The 24th of June turned out to be an interesting day. The first half of it, however, I wish never to repeat. But, as I wrote in my journal with delicious relief in the aftermath, it did make everything a bit more of an adventure.
In short, I woke up at 6.45am, exactly as my plane was taking off. Without me.
In my defence, I had a fairly heart-breaking day on the 23rd of June which might go some way to explaining how I could have slept in. The exam I had that afternoon was a mess (due to a typo that said do 4 instead of 2 questions, now thankfully resolved so that it doesn't matter whether we did 2 or 4), I left my favourite scarf in the exam room, got lost coming out of the racecourse and then spent the best part of my evening literally running around Kensington to say goodbye. Needless to say, there were a lot of tears. Goodbyes don't seem to get any less painful, no matter how many I've had over the years.

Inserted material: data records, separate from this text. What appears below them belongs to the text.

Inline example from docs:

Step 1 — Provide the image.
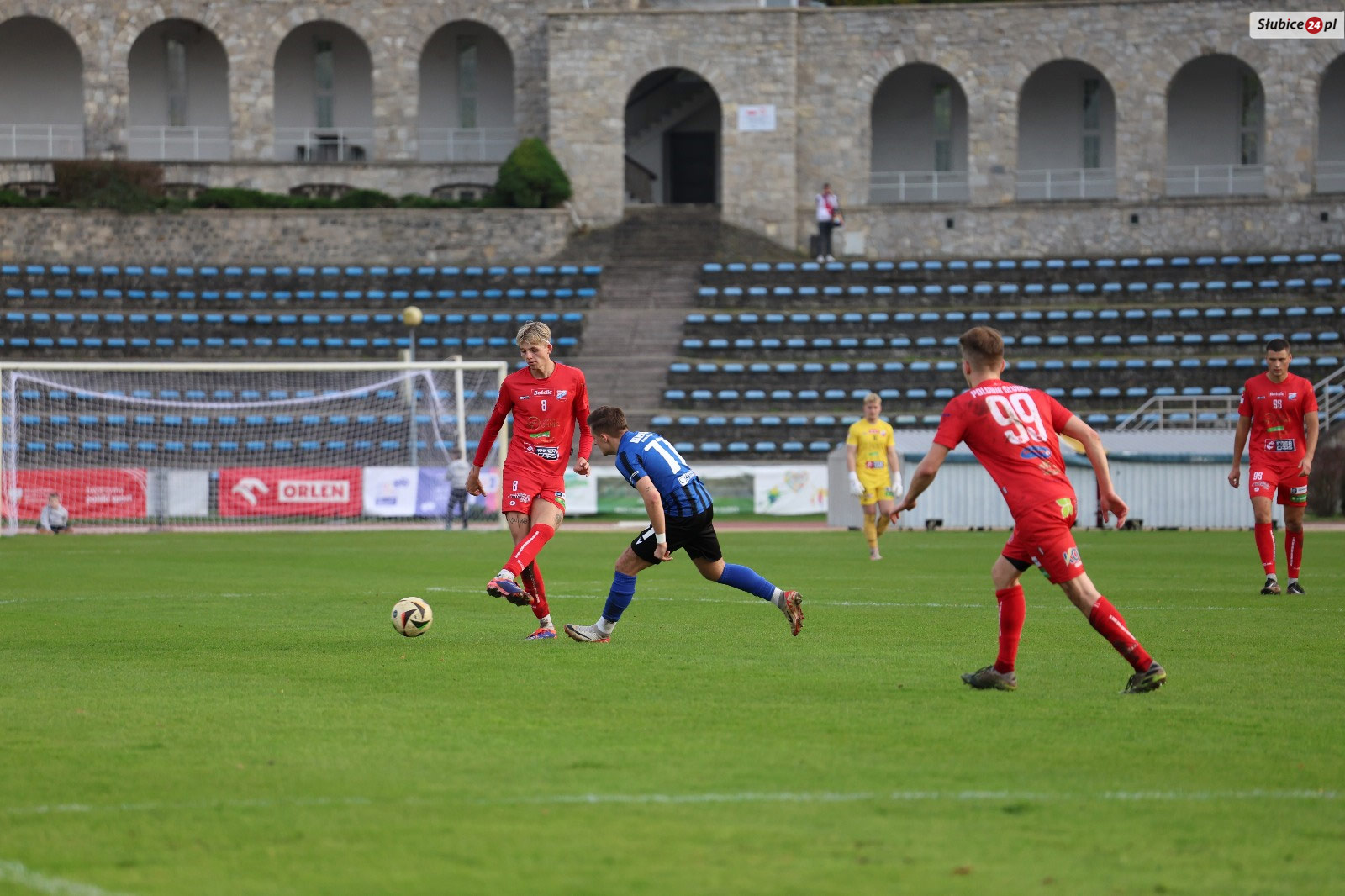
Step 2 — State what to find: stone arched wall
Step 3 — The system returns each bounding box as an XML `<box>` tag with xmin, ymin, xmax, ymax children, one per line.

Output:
<box><xmin>795</xmin><ymin>0</ymin><xmax>1338</xmax><ymax>217</ymax></box>
<box><xmin>549</xmin><ymin>11</ymin><xmax>796</xmax><ymax>244</ymax></box>
<box><xmin>401</xmin><ymin>0</ymin><xmax>547</xmax><ymax>146</ymax></box>
<box><xmin>0</xmin><ymin>0</ymin><xmax>546</xmax><ymax>160</ymax></box>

Anyway, I was staying at my friend Phil's house as he had generously offered me a lift to the airport. When we woke, stupefied from about an hour's sleep, instant panic hit. Fortunately, while I inexplicably thought getting dressed was the most pressing thing to do, he was more useful and started looking up flights. And I was unbelievably lucky to find that there was another flight to Adelaide that morning, arriving before noon so that I would have time to get my train. And so, although $250 poorer and with a further tear stained face, I made it to Adelaide. Even despite a further delay from the broken toilet on the plane.

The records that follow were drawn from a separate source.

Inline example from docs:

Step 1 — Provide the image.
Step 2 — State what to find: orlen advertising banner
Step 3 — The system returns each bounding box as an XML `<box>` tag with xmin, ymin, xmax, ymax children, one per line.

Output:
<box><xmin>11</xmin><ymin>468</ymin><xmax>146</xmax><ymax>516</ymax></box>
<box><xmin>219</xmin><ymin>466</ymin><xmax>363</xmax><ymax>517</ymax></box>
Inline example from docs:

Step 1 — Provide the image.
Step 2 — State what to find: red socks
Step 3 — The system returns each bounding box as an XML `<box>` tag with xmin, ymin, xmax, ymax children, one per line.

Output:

After displaying the contents of my bag (colourful undies and all, I am embarrassed to say) to the entire train station trying to dig out my sleeping bag, I was finally ready to board the last carriage of the train - where they keep the cabinless riff raff. With time running low and me having only successfully described my first morning on the road, I think I will borrow the words from my journal itself:
"The west side of the train reveals some blue sky and more light whereas the east side view, my side, is bleak. Grey. If I am being kind, somewhat atmospheric as the light struggles through in places. Eucalypts, not forests but small thickets, break up the plains."

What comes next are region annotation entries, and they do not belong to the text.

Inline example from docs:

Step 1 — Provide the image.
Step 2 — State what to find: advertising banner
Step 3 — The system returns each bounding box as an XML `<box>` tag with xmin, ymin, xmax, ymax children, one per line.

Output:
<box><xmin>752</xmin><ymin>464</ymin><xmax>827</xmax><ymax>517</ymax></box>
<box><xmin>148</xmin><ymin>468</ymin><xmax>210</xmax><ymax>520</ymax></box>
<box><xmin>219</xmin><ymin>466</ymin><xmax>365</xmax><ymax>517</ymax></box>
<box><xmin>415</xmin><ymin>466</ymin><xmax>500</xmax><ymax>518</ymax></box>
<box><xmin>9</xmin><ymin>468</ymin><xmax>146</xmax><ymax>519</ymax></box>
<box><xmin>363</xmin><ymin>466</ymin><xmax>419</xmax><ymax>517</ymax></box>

That was Adelaide and its outskirts, industrial and agricultural. An interaction of nature and man that was not beautiful but for me, still held some appeal. Maybe just as a part of Australia I hadn't seen before - and I could see it right up to the edges of the horizon. But to be fair, the weather did seem to be reflecting my divided mood in thoughts of leaving one home for another, bridging the gap with this travel in limbo.
Of the landscape the following day, in a letter I am writing to a friend:
"A huge blue sky stretches in a dome over me, decorated only with the sparsest of fluffy white clouds. And travelling through the night, of course I have woken up to a new landscape to ponder on. The land here is similarly flat but there is far less evidence of man aside from the very train I am on. The ground, that has been growing ever more orange ever since I boarded the train, is now the distinctive burnt ochre I had expected... there's a fair amount of coarse vegetation. But most of that grass looks to have been bleached by the sun."
If it weren't for the occasional eucalypt and slightly lighter shade of soil and the wild emus and galahs, it almost could have been the African savannah.